From Airport to La Plagne – Approximate times with no traffic:

  • 1 hour 30 minutes from Chambéry airport
  • 2 hours 30 minutes from Geneva, Lyon or Grenoble

Similar to Les 3 Vallées you can either get a ski pass just for your resort (eg. Les Arcs), or for the full Paradiski area. The difference is usually around €50 for a week.

Paradiski is not as interconnected as Les 3 Vallées, so if you will likely only go to La Plagne once during your week-long holiday. The Vanoise Express cable car that connects Les Arcs to La Plagne is a bit of a commute, so it gets crowded at the end of the day. There are plenty of slopes in Les Arcs however, so don’t let that put you off!

III. Ski resorts in Espace Killy (from Bourg-Saint-Maurice train station):

The 3rd large ski domaine in France is Espace Killy, clocking in at over 300km (186 miles) of ski slopes. It is also near the high-speed train station of Bourg-Saint-Maurice.

1. Val d’Isère (1850 m)

A higher-end ski resort that is quite popular with British tourists. It is a large resort and recently got a €200 million upgrade. One of the prettier resorts, with plenty of restaurants, boutiques, and nightlife. It is home to the original Folie Douce, a bar/nightclub that is on the ski slopes, for partying skiers to stop in the afternoon for a bit of techno and a beer. (The other resorts now have chains of La Folie Douce as well, but the one at Val d’Isère was the first.)

Basically, Val d’Isère is big and beautiful, and has excellent skiing.

From Airport to Val d’Isère – Approximate times with no traffic:

  • 2 hours from Chambéry airport
  • 2 hours 45 minutes from Geneva, Lyon or Grenoble

2. Tignes (1500 – 2100 m)

Tignes, the cousin of Val d’Isère, connects with it in the Espace Killy, and also offers excellent skiing. Val d’Isère has got the village charm (and the higher prices), while Tignes is more of a mid-level resort.

Tignes is the resort you pick, if you want to ski on the excellent Espace Killy, but Val d’Isère is out of budget. It is also the ski resort you pick if you want to ski on a glacier. From Tignes, you can take the funicular (cable car) to Grand Motte glacier, and ski at over 3000m. The glacier is even sometimes open in the summer (!), so if you have doubts about whether there is enough snow on the ground, Tignes is a good bet.

Tignes is made up of 5 villages which you can ski between, but after hours, it is not walkable from one to the other.

  • Tignes Val Claret (2150 m) – the liveliest part with restaurants and nightlife.
  • Tignes le Lac (2100 m) – Near Val Claret (but not walkable). Not the prettiest of villages, but has good ski-in and ski-out links. Good for families.
  • Tignes le Lavachet (2050 m) – quiet area, good for families with small children. Linked to the other ski lifts in Tignes by shuttle bus (No Ski-In/Ski-out)
  • Tignes Les Boisses (1800 m) – the new village which opened in December 2013, with limited shops and restaurants. Far from the rest of Tignes.
  • Tignes Les Brevieres (1550 m) – traditional chalets, but a bit isolated, and far from the rest of the Tignes.

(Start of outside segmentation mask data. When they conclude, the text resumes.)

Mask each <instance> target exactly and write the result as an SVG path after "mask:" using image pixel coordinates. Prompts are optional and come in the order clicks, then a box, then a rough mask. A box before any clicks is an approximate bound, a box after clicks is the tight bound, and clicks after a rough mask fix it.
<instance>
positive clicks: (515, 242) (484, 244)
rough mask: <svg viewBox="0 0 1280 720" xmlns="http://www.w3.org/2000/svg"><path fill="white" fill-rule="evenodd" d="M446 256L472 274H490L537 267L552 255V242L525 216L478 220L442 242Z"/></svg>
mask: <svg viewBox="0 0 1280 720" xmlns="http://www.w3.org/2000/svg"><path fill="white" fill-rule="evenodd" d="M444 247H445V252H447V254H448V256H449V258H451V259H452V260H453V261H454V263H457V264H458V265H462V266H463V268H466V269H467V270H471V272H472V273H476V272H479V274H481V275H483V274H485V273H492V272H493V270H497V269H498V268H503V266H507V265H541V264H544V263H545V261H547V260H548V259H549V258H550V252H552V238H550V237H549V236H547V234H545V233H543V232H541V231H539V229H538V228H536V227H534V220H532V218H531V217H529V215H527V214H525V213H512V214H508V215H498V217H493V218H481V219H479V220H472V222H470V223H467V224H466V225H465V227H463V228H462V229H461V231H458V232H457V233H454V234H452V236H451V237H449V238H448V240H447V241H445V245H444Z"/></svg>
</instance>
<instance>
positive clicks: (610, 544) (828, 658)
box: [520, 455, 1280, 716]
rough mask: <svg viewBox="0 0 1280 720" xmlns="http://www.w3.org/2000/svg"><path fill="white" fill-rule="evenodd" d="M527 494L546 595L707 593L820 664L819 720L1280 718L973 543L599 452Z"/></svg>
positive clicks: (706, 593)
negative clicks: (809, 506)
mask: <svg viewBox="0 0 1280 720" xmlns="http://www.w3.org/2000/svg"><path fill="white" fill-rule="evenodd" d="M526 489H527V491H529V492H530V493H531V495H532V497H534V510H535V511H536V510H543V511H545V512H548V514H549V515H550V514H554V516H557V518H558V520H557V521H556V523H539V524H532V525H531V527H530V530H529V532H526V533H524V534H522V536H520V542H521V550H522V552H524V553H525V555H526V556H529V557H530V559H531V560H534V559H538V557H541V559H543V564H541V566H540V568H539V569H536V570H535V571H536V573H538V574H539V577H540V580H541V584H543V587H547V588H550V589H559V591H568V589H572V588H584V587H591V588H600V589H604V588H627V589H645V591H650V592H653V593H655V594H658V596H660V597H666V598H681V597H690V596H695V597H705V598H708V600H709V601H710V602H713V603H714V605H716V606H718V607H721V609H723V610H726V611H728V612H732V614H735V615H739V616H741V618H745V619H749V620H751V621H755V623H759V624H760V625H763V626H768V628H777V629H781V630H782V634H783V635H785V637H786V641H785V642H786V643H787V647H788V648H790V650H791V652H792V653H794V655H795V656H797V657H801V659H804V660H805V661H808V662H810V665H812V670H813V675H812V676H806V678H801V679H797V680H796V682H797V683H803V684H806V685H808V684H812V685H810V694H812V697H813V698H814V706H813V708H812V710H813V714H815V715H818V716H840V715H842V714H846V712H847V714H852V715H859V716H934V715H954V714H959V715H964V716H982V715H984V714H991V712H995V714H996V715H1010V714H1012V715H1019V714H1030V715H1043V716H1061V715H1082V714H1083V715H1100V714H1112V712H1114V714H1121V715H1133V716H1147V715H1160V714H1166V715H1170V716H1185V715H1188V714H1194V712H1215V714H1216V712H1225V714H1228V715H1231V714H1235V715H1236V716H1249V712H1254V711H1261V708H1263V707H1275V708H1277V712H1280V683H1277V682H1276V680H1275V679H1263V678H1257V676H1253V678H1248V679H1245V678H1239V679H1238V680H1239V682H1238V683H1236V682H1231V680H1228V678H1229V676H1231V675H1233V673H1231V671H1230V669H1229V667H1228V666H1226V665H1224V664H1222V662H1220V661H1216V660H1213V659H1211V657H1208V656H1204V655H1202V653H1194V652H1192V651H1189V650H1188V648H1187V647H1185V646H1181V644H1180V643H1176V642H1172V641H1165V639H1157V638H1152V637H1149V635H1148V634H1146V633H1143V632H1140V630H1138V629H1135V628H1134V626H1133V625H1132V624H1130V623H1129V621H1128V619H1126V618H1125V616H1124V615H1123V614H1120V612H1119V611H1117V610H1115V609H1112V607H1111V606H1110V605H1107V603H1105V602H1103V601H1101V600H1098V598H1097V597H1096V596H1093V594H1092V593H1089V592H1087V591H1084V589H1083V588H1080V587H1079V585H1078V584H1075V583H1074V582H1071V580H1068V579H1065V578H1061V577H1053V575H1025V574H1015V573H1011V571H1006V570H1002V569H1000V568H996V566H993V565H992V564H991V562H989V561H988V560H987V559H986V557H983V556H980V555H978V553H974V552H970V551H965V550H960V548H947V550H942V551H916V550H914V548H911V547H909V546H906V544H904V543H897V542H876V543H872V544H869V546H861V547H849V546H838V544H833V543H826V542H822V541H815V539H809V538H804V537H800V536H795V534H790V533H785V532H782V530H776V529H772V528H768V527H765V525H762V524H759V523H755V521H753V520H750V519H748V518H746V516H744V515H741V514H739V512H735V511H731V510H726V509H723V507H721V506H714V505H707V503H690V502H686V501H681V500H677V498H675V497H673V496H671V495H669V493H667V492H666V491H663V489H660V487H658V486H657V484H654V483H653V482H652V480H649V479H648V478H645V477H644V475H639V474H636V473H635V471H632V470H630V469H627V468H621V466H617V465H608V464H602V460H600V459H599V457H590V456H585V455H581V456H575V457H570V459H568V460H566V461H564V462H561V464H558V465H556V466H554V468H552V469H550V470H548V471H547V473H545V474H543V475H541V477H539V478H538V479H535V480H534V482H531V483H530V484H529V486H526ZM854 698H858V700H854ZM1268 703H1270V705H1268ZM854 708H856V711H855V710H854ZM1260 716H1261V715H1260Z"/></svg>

From Airport to Tignes – Approximate times with no traffic:

  • 2 hours from Chambéry airport
  • 2 hours 30 minutes from Annecy
  • 3 hours from Lyon, Grenoble or Geneva

There is only one ski pass for both Val d’Isère and Tignes so you get access to the full Espace Killy ski domaine for one price.

8 Best Ski Resorts in France: Guide and Comparison 3

So there you have it, have you narrowed down your favorite yet? It’s a tough choice! If it helps, all these resorts have fantastic facilities, and your choice will probably come down to what sort of atmosphere you are looking for aprés-ski and of course, the wallet.

Have fun on the slopes and à bientôt!


This Post Has 2 Comments

  1. Julie Ruhl

    This looks like such a fun trip! And you can’t beat those views as your going down the slopes. WOW breathtaking!

    1. ainsi hardi

      Yes, it is definitely something to try! The fresh air and the view, just amazing!